ALPHV claims responsibility for cyberattack on Constellation Software.

Canadian software provider Constellation Software disclosed last week what they’re calling a cybersecurity incident, impacting the company’s IT infrastructure. The ALPHV ransomware gang has claimed the attack on its data leak site, Bleeping Computer reports.

Constellation discloses a breach of systems, with some information stolen.

 IT World Canada reports that a disclosure from Constellation shared that some IT systems within the company were breached, and that there were also leaks of some personal data, “The Incident was limited to a small number of systems related to internal financial reporting and related data storage by the operating groups and businesses of Constellation,” said the company. “A limited amount of personal information of individuals was impacted by the Incident. A limited amount of data of the business partners of Constellation businesses was also impacted.”

ALPHV ransomware gang claims the attack and threatens data leakage.

Bleeping Computer explains that the attack has been claimed by the ALPHV ransomware gang: they’ve added a new entry for the company to their data leak site. The gang threatens to leak more than a terabyte of data if the ransom demand is ignored. "We have been on your network for a long time and have had time to analyze your business. We have stolen more than 1 TB of your confidential data. If you ignore or refuse the deal, we will be forced to release all of your data to the public,” the gang wrote. The ALPHV gang, known also as BlackCat, is one of the most active ransomware operations  impacting enterprises globally.

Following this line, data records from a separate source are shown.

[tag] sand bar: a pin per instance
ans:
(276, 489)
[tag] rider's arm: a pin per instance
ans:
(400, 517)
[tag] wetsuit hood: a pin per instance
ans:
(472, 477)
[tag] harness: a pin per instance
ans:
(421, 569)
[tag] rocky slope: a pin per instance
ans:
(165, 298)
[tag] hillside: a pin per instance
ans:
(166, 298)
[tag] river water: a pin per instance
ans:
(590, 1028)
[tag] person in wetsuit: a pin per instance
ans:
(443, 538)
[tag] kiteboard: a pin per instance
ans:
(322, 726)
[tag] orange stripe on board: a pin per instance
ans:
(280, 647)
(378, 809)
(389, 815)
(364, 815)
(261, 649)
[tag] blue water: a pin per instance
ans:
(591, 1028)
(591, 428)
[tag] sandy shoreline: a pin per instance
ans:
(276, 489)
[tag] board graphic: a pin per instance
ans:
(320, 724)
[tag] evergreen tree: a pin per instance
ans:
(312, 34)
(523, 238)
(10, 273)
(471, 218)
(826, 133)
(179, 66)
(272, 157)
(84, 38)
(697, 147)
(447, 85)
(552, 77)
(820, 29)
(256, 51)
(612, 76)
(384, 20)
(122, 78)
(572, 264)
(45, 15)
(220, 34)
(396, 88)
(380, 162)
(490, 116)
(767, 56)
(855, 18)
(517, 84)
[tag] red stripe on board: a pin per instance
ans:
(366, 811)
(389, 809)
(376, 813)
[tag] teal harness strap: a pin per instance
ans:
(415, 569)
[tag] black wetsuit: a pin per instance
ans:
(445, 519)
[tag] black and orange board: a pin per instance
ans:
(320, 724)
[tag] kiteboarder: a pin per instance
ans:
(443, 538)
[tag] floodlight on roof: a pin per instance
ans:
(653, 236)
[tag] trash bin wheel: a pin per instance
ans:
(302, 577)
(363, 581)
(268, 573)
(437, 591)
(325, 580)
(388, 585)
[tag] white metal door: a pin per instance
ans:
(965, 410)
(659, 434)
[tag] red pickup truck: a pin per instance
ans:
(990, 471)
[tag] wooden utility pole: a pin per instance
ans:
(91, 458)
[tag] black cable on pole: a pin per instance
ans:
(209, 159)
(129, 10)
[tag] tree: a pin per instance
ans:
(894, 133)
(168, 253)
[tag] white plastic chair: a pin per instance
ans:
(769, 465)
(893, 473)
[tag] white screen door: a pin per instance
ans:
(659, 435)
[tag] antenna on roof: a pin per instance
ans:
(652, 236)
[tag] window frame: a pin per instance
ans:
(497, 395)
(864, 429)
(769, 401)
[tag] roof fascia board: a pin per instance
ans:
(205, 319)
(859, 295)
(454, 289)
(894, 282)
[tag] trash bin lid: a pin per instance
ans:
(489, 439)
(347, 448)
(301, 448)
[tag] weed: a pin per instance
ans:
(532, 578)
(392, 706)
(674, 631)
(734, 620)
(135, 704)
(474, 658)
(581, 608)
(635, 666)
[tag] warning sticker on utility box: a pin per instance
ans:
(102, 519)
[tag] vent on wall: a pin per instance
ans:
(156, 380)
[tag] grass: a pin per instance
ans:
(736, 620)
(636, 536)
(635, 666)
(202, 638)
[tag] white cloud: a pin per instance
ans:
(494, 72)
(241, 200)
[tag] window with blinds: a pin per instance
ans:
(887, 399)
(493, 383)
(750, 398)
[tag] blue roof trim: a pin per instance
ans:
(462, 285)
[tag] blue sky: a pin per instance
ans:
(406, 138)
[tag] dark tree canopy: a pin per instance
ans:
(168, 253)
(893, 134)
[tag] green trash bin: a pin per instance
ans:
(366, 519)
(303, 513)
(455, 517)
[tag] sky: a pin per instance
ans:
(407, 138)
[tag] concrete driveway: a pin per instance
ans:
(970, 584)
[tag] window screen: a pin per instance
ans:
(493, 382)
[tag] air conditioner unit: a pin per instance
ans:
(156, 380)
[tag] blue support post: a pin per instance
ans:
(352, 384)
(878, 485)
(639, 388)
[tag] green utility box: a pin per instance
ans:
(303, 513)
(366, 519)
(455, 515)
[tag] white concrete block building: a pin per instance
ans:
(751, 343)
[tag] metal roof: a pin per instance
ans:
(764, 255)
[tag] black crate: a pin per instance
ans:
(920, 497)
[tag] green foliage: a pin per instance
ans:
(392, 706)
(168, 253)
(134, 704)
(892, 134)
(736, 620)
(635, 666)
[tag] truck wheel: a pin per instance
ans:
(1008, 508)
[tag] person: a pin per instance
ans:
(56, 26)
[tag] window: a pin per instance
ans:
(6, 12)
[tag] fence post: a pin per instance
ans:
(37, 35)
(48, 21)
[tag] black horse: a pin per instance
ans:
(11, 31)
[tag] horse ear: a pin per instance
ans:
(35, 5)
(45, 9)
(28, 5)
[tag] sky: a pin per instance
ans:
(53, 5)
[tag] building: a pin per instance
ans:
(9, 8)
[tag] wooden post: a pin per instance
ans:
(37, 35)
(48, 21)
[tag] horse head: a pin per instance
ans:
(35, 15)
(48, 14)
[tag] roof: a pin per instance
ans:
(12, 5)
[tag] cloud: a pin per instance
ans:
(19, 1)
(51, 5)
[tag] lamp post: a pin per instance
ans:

Industry insights on the cyberattack.

James McQuiggan, Security Awareness Advocate at KnowBe4, advises increased awareness and cautiousness in sharing personal information:

"With daily ransomware attacks on organizations, it stresses the importance of client and personal data protection. Losing this data is detrimental to the brand and to personal data which will have lasting consequences for the affected individuals. It’s crucial that victims of these attacks should safeguard accounts relating to the organization. Victims and organizations affected by the data loss should monitor online and possibly social media accounts as cybercriminals will be leveraging the personal data to gain access to various accounts containing trusted connections of the victim. Additional steps include utilizing multi-factor authentication (MFA) wherever possible and watching out for dedicated and specific phishing attempts. It’s essential to be cautious and skeptical of unexpected emails, messages, or phone calls claiming to be from financial institutions or other organizations, as they may be attempts to gather more information about you."

Paul Bischoff, Consumer Privacy Advocate at Comparitech, notes that the attack’s initial disclosure by the gang may reveal a lack of insight by the company into the scope of the attack:

"Constellation hasn't stated what, how, or how much data was stolen, so it's difficult to gauge the scope of the attack. It's also not clear whether Constellation will pay the ransom or has already done so. It's never a good sign when a hacker group discloses a breach before the organization that got breached. That often means the organization didn't even know it was being breached until the hackers notified them or alerted the public. I don't know if that's what happened here, but it seems likely."